第141話 短い命

百姓雑話
これはテストえです

8月上旬の早朝、森に囲まれた畑の一角に、いつものように車を停めた。すると、そのすぐ脇の森の中から猫の鳴き声がする。そっと覗きこむと、可愛い4匹の子猫がいた。2週間ほど前にお腹の大きな猫がこの近くで横になっていたので、どこかで生んで、ここに連れてきたのだろう。子猫たちが、私の気配を親と勘違いしたのか、写真のように先を争うようにこちらに身をのりだしてきた。動物好きの私にとっては、天使たちが降臨してきたようであった。

しかし、とても気がかりなことがあった。子猫たちのいる場所が危険な道から5メートルほどしか離れていないのである。以前、百姓雑話の第115話「自由と代償」で触れたように、昨年末からの数カ月の間に、この場所で猫が3匹も車に引かれたのである。道を挟んで反対側の家で飼われている母猫が、夜な夜な危険な道を渡って子猫たちの元に来る時、車に引かれるかもしれない。あるいは、子猫たちがよちよち歩き始め、母親を追って危険な道に出れば、ひとたまりもない。

何もせず自然に任せるのがいいのか、一刻も早く飼い主を見つけるのがいいのか悩み、野良猫を何十匹もボランティアで世話しておられる方に相談した。アドバイスに従い、段ボール箱で小屋を作り、それに子猫を入れ、危険な公道から少し離れた所に移動させた。

毎朝、天使のような子猫たちをこっそり覗くのが楽しい日課になった。ところが、小屋を作ってから1週間ほどたった朝、子猫が3匹になり、その翌朝には2匹になっていた。たぶん、母猫が夜の間に別の場所に連れて行ったのだろう。

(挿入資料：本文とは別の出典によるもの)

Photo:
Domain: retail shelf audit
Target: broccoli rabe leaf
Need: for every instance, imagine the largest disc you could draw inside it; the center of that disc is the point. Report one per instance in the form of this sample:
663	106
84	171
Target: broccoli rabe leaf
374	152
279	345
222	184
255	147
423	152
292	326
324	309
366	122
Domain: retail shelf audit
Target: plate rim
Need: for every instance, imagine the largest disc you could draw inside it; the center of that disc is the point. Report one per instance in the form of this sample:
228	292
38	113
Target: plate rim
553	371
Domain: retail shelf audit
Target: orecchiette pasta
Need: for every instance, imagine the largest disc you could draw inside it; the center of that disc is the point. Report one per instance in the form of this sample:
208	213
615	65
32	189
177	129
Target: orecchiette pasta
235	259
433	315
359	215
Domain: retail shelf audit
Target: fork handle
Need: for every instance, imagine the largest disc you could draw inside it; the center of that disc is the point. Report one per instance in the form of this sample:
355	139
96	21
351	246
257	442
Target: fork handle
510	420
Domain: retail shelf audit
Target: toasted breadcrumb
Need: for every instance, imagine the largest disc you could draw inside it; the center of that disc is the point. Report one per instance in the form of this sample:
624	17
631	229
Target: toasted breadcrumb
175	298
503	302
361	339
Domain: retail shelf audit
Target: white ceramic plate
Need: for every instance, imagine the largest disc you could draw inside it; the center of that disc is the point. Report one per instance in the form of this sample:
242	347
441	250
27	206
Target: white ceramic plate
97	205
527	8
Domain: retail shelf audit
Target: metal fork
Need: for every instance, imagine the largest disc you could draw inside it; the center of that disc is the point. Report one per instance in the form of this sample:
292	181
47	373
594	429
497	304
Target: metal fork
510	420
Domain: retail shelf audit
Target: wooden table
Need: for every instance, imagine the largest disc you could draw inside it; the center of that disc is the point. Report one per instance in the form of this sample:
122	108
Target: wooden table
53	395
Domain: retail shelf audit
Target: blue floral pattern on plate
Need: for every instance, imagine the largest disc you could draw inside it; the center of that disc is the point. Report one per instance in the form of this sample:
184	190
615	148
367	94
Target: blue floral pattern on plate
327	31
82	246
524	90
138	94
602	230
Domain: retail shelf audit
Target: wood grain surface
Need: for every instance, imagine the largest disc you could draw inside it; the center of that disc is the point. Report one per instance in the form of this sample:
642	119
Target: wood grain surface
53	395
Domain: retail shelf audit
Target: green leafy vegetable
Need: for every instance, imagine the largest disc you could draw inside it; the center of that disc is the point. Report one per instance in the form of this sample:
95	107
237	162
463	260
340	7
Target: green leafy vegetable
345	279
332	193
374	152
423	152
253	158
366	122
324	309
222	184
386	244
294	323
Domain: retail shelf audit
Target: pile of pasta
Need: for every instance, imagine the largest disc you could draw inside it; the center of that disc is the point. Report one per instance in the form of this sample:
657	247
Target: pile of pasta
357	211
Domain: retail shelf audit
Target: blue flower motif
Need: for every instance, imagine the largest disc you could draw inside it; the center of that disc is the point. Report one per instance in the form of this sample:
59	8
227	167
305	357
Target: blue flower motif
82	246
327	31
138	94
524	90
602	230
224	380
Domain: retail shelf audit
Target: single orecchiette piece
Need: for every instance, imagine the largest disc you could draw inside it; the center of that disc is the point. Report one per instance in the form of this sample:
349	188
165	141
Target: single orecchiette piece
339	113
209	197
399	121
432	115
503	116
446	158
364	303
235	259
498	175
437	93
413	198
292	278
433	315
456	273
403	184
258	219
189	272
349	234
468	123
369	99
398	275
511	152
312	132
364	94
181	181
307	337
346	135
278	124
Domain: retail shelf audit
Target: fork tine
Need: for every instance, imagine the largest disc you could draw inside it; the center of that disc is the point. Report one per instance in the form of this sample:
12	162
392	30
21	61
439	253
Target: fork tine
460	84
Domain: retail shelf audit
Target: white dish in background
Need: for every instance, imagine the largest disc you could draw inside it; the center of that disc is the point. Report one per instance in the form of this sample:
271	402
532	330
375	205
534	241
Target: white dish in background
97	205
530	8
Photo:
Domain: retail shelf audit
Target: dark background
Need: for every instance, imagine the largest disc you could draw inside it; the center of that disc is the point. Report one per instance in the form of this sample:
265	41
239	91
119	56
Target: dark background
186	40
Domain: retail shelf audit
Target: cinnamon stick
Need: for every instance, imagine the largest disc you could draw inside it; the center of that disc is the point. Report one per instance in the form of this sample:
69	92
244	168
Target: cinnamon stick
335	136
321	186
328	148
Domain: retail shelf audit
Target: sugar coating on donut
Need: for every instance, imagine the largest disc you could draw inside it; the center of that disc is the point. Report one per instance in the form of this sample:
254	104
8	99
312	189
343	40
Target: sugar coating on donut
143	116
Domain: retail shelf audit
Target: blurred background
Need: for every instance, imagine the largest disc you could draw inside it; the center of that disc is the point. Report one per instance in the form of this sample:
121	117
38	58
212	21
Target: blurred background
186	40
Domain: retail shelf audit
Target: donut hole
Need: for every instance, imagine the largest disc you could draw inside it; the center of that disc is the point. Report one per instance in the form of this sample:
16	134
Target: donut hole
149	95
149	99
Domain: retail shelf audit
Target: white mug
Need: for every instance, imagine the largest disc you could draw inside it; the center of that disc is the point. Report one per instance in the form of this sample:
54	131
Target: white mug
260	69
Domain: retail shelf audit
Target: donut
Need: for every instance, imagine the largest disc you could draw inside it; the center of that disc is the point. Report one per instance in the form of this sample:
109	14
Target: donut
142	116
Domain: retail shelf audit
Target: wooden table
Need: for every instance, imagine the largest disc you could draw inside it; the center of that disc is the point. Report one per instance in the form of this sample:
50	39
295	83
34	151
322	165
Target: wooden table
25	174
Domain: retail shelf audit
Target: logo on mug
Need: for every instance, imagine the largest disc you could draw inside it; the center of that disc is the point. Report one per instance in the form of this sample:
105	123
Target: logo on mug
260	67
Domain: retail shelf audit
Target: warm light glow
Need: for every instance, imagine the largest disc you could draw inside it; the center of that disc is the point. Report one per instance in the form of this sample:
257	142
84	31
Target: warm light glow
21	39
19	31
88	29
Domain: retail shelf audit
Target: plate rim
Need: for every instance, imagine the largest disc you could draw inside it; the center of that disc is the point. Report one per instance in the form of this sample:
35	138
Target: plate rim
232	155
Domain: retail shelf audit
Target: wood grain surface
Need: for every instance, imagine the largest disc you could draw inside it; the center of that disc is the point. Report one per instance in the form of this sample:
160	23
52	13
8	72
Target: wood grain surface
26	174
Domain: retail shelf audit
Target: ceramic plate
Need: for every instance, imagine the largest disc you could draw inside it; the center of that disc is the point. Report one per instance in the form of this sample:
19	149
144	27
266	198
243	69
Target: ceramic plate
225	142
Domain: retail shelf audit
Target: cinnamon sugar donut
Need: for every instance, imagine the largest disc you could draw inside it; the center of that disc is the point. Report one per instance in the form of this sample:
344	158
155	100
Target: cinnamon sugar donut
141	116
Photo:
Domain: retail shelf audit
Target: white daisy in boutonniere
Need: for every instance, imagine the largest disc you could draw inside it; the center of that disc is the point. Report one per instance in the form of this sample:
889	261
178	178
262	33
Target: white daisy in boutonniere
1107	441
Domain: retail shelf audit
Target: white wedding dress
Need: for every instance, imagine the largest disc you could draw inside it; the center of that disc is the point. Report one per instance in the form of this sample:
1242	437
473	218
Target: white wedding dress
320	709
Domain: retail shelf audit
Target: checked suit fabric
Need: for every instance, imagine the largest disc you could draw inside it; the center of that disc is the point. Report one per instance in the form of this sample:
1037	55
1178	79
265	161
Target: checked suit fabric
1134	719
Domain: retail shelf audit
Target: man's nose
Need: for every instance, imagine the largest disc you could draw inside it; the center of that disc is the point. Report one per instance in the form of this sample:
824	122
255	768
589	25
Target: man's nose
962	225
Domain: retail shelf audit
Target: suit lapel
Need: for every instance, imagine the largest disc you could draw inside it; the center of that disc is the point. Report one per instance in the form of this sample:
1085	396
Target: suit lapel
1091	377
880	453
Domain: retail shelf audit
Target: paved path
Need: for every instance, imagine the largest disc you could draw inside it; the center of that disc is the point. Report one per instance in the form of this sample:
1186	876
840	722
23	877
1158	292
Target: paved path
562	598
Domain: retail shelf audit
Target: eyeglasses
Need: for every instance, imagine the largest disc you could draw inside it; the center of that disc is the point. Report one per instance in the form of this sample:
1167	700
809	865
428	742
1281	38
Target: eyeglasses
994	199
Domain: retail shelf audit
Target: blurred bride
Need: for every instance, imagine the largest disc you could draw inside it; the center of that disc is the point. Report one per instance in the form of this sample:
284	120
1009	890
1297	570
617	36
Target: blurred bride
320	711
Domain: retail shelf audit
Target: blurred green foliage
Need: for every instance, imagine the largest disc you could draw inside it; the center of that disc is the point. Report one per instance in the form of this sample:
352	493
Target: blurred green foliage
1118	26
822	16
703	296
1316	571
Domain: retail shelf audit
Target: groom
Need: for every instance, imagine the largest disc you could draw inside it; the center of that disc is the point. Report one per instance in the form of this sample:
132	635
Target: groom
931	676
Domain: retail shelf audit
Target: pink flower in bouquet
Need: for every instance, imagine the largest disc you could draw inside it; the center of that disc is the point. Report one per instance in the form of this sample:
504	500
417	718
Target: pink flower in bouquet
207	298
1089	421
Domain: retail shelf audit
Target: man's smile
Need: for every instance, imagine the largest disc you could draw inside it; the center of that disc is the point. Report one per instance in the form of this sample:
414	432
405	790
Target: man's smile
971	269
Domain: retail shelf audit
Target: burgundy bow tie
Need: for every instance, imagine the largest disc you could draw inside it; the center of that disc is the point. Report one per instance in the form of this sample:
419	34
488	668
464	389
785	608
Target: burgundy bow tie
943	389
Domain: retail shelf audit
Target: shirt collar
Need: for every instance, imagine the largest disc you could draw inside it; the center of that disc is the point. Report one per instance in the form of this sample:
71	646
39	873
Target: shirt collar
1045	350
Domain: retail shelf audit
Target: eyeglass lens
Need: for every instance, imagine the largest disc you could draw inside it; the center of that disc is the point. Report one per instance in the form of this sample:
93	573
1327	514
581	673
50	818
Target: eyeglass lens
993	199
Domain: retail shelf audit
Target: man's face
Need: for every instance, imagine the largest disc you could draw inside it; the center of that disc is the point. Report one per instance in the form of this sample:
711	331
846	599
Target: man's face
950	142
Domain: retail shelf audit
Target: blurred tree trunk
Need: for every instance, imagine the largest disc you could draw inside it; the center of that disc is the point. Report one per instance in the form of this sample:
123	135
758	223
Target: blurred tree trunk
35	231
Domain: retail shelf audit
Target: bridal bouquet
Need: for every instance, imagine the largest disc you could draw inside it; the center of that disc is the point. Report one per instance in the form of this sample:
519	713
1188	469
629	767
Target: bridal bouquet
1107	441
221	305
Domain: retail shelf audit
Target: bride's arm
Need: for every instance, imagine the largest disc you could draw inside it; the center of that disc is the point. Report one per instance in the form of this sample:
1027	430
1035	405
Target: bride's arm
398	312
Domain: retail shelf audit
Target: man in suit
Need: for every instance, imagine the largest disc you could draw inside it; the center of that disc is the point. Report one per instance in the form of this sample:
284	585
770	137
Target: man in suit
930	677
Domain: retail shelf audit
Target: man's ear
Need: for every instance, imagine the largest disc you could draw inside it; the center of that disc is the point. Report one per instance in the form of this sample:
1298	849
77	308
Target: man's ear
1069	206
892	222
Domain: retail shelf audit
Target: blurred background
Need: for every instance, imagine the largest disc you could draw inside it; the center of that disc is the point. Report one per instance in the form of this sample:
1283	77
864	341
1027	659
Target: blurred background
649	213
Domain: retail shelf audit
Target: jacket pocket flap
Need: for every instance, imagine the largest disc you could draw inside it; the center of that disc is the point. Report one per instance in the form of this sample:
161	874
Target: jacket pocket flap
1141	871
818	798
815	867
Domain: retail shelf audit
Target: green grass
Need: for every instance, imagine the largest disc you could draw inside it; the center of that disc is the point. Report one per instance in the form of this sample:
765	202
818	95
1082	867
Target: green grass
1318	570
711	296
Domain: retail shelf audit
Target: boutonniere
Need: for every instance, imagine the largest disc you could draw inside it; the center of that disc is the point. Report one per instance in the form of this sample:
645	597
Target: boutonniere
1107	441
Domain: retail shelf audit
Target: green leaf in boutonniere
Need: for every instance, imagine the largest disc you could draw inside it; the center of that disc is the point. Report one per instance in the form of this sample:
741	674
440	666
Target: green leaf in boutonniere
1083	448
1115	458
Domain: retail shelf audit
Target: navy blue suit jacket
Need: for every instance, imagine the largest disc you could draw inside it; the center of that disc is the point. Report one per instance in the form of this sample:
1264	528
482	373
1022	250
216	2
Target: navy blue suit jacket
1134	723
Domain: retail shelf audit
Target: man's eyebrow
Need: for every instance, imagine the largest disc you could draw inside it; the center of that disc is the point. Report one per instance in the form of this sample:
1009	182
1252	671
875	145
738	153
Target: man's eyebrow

そして次の朝、子猫たちを確認しようと覗くと、小屋の外で2匹が寄り添うように亡くなっていた。他の2匹の子猫がいる場所へ戻る母猫の後を追いながら、息をひきとったのだろうか。短い命であった。

「自分のしたことで、この2匹は親から見捨てられたのかもしれない」と思うと、心が締めつけられる。